Canadian real estate is finally starting to show up in inflation data, but it may not be as high as you would guess. BMO chief economist Douglas Porter shared his take on Canada’s inflation numbers. The consumer price index (CPI) is starting to make a sharp climb. Most of the increase is attributed to the comparison period, but not all. The second-biggest driver of CPI last month was shelter, and it wasn’t subject to much of a base effect.
Canadian CPI Rises 2.2%, Almost Double The Previous Month’s Rate
Canadian inflation numbers made a sharp increase, with the annual rate doubling. CPI increased 0.5% in March, when compared to the previous month. This brought annual growth to 2.2%, double the month before. The jump may not feel all that big, due to the influence of the “base effect.”
Base effect is when a previous period had low growth, exaggerating current growth. March 2020 was the beginning of the pandemic, when the initial shock was felt. Lockdowns pushed price growth for goods and services flat. The current amount of growth now looks on target, but central banks are ignoring that. Instead, BoC said it will look for “sustainable” inflation, next year.

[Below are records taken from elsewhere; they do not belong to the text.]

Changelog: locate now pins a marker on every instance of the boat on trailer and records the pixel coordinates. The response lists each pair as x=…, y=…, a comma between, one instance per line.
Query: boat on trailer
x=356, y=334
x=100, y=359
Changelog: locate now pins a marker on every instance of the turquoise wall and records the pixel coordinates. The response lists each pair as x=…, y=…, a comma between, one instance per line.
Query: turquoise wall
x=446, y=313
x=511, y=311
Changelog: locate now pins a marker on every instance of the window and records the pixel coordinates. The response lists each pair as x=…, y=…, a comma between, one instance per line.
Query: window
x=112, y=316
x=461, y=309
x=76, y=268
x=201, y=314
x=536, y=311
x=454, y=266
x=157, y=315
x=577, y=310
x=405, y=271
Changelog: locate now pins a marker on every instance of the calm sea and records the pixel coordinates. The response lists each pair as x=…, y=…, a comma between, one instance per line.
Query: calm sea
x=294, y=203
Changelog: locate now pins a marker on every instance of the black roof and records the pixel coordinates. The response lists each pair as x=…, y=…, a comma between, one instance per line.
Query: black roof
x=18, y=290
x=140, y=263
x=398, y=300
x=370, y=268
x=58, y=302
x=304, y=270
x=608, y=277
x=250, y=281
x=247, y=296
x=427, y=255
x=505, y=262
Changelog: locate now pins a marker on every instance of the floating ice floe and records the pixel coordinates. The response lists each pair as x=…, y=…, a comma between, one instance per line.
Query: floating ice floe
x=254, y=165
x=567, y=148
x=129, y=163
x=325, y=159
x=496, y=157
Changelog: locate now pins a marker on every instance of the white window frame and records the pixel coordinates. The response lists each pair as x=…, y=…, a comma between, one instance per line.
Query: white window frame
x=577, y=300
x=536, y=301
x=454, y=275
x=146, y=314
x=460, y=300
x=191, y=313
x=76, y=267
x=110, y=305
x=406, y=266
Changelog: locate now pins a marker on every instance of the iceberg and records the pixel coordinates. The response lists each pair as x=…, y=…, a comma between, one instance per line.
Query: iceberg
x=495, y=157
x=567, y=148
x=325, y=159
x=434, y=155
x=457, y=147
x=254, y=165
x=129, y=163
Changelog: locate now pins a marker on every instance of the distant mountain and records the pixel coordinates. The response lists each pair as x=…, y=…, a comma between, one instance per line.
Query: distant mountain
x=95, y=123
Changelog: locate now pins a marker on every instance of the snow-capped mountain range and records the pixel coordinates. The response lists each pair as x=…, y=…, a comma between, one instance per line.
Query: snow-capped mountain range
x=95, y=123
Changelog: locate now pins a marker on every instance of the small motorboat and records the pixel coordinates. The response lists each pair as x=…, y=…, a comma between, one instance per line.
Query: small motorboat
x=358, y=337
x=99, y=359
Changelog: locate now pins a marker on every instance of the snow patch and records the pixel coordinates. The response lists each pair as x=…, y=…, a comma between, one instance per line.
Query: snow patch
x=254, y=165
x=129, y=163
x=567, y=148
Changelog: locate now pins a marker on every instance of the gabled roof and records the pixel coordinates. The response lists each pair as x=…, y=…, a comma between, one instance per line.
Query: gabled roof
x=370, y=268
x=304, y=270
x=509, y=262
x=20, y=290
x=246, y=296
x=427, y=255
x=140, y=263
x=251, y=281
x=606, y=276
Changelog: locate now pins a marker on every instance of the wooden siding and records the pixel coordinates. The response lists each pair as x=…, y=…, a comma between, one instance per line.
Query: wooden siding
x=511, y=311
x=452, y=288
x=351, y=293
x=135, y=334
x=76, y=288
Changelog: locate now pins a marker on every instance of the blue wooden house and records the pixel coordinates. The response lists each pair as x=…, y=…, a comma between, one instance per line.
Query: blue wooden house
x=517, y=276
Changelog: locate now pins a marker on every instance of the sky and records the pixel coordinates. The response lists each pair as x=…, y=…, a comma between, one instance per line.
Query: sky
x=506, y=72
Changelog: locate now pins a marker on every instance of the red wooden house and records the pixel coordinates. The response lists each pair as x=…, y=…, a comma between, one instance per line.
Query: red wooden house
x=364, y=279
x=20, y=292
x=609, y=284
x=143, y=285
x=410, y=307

Canadian Consumer Price Index (CPI)
Source: BMO Economics, Haver Analytics.
Shelter Costs Are The Second Biggest Driver of Inflation Now
Porter previously said Canada’s hot real estate market would show up delayed in the CPI. Now it’s finally arrived, although he says the impact is still muted. The shelter component of CPI increased by 2.4% in March, compared to a year before. Not quite a reflection of what many people would associate with housing.
There are a few trends skewing the view on shelter, and one of those is replacement costs. “The replacement cost index (basically, new home prices) was one of the biggest contributors to the rise in inflation, both last month and over the past year (jumping 7.9% y/y),” he observed.
The huge growth is muted by the heavy weighting of mortgage servicing costs though. Shelter costs also include the cost of maintaining homes already owned. Since mortgage rates plummeted, payments can fall for renewal. Mortgage payments are a substantial weight for the index, and the primary reason it’s so low. That may be temporary, as “mortgage interest costs keep this measure in check—for now.”
Shelter costs were only second to gasoline prices, which surged a whopping 35.3% from the same month last year. This was a huge skew due to the base effect. When the pandemic first kicked off, lockdowns led to excess inventories. This pushed gasoline prices much lower than they normally should have been. Now that demand has returned, and inventories are better planned, prices are firming.